Bless you for being so helpful. In one year my x-mother-in-law passed away and I helped empty her house, my Mom became severely ill and had to go into a care facility, we had to empty her house. I remarried and my husband sold his old house and we emptied out his house. My new mother-in-law passed and again we had another house to empty. The results is that I am constantly clearing out. My husband and I just moved into a small (by todays standards) 960 sq. ft. home and we love the simplicity of it. I hope your Mom enjoys her new space and the freedom it brings.
Karen Cooper says
Oh my! You are a saint!! Thank you so much for your kind words. I hope that she enjoys her new space, too. Thank you again!
I just found your blog through Apartment Therapy and love it! I completely understand what you went through but in my case, I was helping my mom empty my then still living grandma’s house. In some cases my mom was just as attached to grandma’s stuff as grandma was.
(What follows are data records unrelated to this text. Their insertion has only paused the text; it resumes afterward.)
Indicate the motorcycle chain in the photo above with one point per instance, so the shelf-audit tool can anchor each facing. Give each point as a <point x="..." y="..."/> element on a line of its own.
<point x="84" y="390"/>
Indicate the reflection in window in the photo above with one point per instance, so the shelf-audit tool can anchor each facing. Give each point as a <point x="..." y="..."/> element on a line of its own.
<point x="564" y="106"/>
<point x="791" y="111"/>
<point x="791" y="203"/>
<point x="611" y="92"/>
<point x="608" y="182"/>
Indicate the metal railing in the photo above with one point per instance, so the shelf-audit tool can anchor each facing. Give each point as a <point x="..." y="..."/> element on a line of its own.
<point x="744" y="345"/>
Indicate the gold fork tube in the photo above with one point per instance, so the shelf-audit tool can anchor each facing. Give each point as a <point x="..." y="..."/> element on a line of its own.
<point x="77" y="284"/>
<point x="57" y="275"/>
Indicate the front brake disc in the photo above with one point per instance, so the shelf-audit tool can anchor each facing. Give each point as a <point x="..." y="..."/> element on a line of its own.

Grandma had dementia so we set some of her stuff up at my mom’s so she had her own little living room and tv and bedroom furniture. The rest was left to us. Grandma was from the Great Depression so she saved everything. It’s a daunting task.
I had a small experience with my mom helping her organize her spare room and getting her to let go of a decorative glass dish that has been broken for 25 years was hard. But in the end she finally relented. I felt bad for a little while but there’s a reason she asked me to help, she knew I would be logical and honest.
I’m sure my daughter will go through the same thing with me, pack ratism runs in the family LOL
Karen Cooper says
Toni, First of all, thank you for your thoughtful comment and sharing your experience! Second, yes, it is a daunting task. My mother, too, saved everything and it was hard to go through it all. You’re right – it’s our job to be the voice of logic and honesty. Thank you again, and thank you for finding the blog! Glad you’re here – welcome!!